O presidente da CCJ, senador Otto Alencar (PSD-BA), chegou a mencionar que havia um entendimento prévio para que o texto fosse analisado no plenário. No entanto, após conversa com Alcolumbre, confirmou que a proposta não seguirá em tramitação.
O conteúdo da PEC
A proposta, aprovada na semana passada pela Câmara dos Deputados, previa que a abertura de qualquer processo criminal contra parlamentares dependeria de autorização do Congresso em votação secreta. Também ampliava o foro privilegiado para presidentes de partidos políticos e exigia deliberação secreta para prisões em flagrante de deputados e senadores.

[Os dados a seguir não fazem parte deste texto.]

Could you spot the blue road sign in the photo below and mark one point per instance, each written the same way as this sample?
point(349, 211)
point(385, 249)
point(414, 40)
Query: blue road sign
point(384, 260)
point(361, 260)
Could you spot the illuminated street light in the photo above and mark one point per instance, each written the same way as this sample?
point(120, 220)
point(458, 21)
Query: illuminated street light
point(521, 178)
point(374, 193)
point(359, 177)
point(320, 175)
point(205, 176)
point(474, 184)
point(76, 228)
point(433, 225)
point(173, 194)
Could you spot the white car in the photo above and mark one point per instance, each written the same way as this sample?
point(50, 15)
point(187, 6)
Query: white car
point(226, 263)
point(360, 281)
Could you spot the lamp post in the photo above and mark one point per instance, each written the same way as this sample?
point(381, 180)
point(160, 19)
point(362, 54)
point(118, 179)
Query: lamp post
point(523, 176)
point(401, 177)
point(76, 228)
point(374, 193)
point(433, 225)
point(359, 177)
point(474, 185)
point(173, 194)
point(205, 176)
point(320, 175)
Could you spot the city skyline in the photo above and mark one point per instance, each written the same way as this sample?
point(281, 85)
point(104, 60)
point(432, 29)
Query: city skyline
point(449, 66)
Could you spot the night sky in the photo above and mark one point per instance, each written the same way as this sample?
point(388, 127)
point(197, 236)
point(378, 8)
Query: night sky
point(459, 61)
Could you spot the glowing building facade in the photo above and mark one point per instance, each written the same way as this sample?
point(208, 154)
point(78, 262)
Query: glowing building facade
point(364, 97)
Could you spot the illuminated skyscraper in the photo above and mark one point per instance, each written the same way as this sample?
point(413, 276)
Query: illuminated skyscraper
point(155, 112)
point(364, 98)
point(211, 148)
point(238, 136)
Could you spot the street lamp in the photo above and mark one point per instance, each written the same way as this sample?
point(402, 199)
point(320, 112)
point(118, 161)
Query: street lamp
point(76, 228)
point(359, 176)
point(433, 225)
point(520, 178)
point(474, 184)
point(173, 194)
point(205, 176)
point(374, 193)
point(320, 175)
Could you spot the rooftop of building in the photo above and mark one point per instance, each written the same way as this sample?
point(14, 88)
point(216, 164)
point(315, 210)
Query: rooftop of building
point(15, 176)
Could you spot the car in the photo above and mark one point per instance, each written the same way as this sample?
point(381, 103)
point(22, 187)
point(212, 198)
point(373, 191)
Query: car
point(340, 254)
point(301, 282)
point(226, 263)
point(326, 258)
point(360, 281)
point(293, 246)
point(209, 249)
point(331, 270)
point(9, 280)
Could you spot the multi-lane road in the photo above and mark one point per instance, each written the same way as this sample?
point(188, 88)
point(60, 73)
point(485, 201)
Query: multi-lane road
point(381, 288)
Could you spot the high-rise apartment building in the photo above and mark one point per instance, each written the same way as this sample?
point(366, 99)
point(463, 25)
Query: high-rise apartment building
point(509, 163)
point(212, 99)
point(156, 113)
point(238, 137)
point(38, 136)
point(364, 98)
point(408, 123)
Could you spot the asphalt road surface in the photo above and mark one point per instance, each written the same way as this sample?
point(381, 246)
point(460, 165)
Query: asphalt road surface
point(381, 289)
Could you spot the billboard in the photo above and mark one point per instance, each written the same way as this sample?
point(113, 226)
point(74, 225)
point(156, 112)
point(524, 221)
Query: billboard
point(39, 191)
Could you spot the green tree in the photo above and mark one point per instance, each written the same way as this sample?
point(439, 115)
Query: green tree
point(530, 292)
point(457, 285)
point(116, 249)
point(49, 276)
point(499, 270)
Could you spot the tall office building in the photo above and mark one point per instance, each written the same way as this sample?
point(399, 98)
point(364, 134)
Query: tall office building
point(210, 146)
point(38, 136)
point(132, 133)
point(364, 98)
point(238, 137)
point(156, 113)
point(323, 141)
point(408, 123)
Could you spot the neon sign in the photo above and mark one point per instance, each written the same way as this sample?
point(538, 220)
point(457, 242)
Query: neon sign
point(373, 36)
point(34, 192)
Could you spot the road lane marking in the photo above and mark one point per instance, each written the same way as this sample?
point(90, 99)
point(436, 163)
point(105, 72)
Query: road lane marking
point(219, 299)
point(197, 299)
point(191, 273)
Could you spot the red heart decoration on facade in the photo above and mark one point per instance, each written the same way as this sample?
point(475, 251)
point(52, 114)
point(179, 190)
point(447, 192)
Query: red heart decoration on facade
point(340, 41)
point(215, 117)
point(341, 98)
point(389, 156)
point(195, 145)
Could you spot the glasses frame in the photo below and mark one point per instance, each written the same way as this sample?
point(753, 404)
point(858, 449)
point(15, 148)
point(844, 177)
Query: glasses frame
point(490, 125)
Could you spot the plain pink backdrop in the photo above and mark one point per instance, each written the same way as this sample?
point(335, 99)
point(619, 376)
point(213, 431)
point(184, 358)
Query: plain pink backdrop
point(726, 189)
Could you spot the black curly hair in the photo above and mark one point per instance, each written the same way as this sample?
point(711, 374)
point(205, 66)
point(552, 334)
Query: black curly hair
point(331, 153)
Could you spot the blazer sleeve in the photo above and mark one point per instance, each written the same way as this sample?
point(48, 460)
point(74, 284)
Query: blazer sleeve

O relator na CCJ, senador Alessandro Vieira (MDB-SE), considerou o texto inconstitucional e avaliou que ele representaria “um golpe fatal na legitimidade do Congresso”. Segundo o parlamentar, a proposta abriria espaço para transformar o Legislativo em “abrigo seguro” contra responsabilizações.
Repercussão
A tramitação acelerada da PEC ocorreu após manifestações populares e posicionamentos de diversas bancadas contrários ao texto. Protestos foram registrados em todas as capitais do país no último domingo (21), reunindo milhares de pessoas em locais como a Avenida Paulista, em São Paulo, e a Praia de Copacabana, no Rio de Janeiro.
Além das mobilizações, entidades como o Pacto pela Democracia, a Transparência Brasil e a Transparência Eleitoral Brasil se manifestaram contra a medida, classificando-a como um retrocesso para os mecanismos de controle e responsabilização no país.
A Ordem dos Advogados do Paraná também encaminhou parecer ao Senado, apontando vícios de constitucionalidade e formais na proposta.
Com o arquivamento, a PEC da Blindagem fica definitivamente fora da pauta legislativa.